Oleh: Hendro Nilopo Direktur Aliansi Masyarakat Peduli Hukum Sulawesi Tenggara
Sultravisionary.id,Kendari – Kejaksaan Tinggi Sulawesi Tenggara kembali menunjukkan taringnya dalam mengungkap praktik korupsi di sektor pertambangan. Setelah sebelumnya sukses membongkar skandal dalam Wilayah Izin Usaha Pertambangan (WIUP) milik PT Aneka Tambang (Antam) UBPN Konawe Utara tahun 2023, kini giliran aktivitas tambang ilegal di Kabupaten Kolaka Utara yang menjadi sorotan.
Dalam penyidikan terbaru, Kejati Sultra telah menetapkan lima tersangka yang berasal dari pihak perusahaan, seperti PT Pandu Citra Mulia (PCM), PT Kurnia Mining Resources (KMR), PT Alam Mitra Indah Nugraha (AMIN), hingga oknum dari Syahbandar Kolaka. Langkah ini menunjukkan keseriusan penegak hukum dalam menindak pelanggaran yang merugikan negara, khususnya di sektor pertambangan nikel yang menjadi tulang punggung ekonomi daerah.

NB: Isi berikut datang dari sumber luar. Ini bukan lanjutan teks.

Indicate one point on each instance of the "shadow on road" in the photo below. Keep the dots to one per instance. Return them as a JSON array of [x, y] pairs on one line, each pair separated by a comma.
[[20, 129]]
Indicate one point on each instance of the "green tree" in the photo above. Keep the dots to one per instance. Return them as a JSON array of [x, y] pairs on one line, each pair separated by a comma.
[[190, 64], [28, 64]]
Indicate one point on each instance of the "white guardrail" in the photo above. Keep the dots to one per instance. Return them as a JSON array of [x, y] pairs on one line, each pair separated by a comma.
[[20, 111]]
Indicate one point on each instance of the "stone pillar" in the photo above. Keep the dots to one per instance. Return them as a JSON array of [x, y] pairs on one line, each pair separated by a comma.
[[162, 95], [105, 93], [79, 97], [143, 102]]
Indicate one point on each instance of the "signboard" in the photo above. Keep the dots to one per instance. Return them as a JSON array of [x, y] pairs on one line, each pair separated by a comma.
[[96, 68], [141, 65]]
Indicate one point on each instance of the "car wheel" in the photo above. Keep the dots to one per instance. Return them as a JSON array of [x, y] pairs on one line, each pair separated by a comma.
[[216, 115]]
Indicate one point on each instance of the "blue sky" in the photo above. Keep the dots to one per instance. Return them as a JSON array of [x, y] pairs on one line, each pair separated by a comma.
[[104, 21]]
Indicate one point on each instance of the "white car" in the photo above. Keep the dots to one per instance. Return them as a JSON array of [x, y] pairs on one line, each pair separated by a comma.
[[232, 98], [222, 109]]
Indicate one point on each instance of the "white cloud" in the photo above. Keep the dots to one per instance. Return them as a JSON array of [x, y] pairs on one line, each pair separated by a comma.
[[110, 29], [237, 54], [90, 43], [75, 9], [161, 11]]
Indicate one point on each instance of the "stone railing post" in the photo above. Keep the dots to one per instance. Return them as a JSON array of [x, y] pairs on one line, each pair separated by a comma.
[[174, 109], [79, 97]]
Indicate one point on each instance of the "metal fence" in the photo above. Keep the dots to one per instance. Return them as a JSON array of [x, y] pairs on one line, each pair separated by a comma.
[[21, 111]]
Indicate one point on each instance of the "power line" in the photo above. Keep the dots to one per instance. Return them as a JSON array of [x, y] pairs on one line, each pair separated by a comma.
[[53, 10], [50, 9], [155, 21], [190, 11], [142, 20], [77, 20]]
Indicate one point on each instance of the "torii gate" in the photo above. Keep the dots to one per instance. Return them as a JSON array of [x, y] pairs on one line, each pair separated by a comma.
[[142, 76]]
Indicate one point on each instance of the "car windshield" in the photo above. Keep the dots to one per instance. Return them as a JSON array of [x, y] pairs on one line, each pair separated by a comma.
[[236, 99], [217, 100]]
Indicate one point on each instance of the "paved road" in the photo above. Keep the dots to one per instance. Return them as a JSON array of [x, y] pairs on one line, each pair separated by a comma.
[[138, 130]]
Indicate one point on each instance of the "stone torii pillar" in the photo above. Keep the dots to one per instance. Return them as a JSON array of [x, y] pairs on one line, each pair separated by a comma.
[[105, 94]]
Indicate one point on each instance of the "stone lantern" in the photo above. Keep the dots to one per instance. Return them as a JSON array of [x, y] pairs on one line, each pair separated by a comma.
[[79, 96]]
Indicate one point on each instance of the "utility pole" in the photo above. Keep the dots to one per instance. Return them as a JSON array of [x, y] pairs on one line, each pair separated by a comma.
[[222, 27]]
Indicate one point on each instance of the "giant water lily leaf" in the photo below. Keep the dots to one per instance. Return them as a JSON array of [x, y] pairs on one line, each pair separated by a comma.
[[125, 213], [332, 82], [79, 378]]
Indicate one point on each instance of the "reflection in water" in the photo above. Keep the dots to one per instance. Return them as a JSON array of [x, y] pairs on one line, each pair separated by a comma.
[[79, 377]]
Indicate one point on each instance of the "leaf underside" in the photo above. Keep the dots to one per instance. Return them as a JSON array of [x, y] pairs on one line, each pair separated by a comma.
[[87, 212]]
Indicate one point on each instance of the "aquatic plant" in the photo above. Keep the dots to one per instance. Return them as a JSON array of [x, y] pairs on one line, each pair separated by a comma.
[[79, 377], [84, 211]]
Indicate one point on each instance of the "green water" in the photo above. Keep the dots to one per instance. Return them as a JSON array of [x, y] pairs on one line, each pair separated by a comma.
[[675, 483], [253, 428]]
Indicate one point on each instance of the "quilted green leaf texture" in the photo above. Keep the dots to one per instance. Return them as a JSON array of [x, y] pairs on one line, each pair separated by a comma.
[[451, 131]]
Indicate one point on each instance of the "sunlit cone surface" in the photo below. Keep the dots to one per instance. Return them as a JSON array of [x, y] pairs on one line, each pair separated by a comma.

Namun yang menarik, muncul indikasi upaya untuk “mencari kambing hitam” dalam pusaran kasus ini. Kepala Wilayah Kerja (Kawilker) Pelabuhan Kolaka Utara disebut-sebut sebagai pihak yang turut bertanggung jawab, padahal jika dicermati secara teknis dan sistem, tudingan tersebut terkesan dipaksakan.
Memahami Alur dan Peran Para Pihak
Berdasarkan informasi yang berkembang, dugaan tindak pidana korupsi ini terjadi pada 2023. Saat itu, ore nikel yang berasal dari WIUP PT PCM diduga ditambang secara ilegal dan dikeluarkan melalui terminal khusus milik PT KMR. Parahnya, proses pengiriman tersebut memanfaatkan “dokumen terbang” milik PT AMIN dan difasilitasi oleh Surat Persetujuan Berlayar (SPB) yang diterbitkan oleh KUPP Kelas III Kolaka.
Pertanyaannya, apa peran Kawilker Pelabuhan Kolaka Utara dalam alur tersebut? Harus digarisbawahi bahwa penerbitan SPB sepenuhnya berada di bawah kewenangan KUPP Kelas III Kolaka, bukan Kawilker. Semua proses kini terintegrasi secara online melalui sistem Inaportnet bukan lagi manual seperti dulu dan hanya pejabat berwenang di KUPP yang dapat menerbitkan persetujuan berlayar melalui sistem barcode perhubungan.
Waspadai Akal-Akalan Pemalsuan Data
Dalam proses ini, justru yang perlu didalami adalah kemungkinan adanya manipulasi data di sistem Inaportnet. Jika benar dokumen yang digunakan PT AMIN untuk meloloskan ore berasal dari hasil pemalsuan atau rekayasa, maka penyidik Kejati Sultra seharusnya fokus pada oknum-oknum yang menginput data palsu dan menyetujui proses itu di balik layar.
Terminal umum milik PT KMR pun, menurut informasi, belum mendapat persetujuan resmi dari Direktorat Jenderal Perhubungan Laut untuk digunakan oleh PT AMIN. Maka jika tetap digunakan, ini menunjukkan adanya praktik “kongkalikong” yang melibatkan pihak tertentu di internal KUPP Kolaka.
Tegakkan Hukum, Jangan Korbankan yang Tak Bersalah
Alih-alih mengambinghitamkan Kawilker Pelabuhan Kolaka Utara yang hanya menjalankan tugas administratif dan tidak memiliki kewenangan penuh dalam penerbitan dokumen pelayaran, penegak hukum harus objektif dan transparan dalam mengungkap aktor intelektual di balik praktik ilegal ini.
Penegakan hukum harus dilakukan berdasarkan fakta dan peran nyata, bukan asumsi atau tekanan pihak-pihak yang ingin menyelamatkan diri dengan mengorbankan orang lain. Ini penting agar upaya pemberantasan korupsi di sektor pertambangan tidak ternodai oleh intrik dan kepentingan sesaat.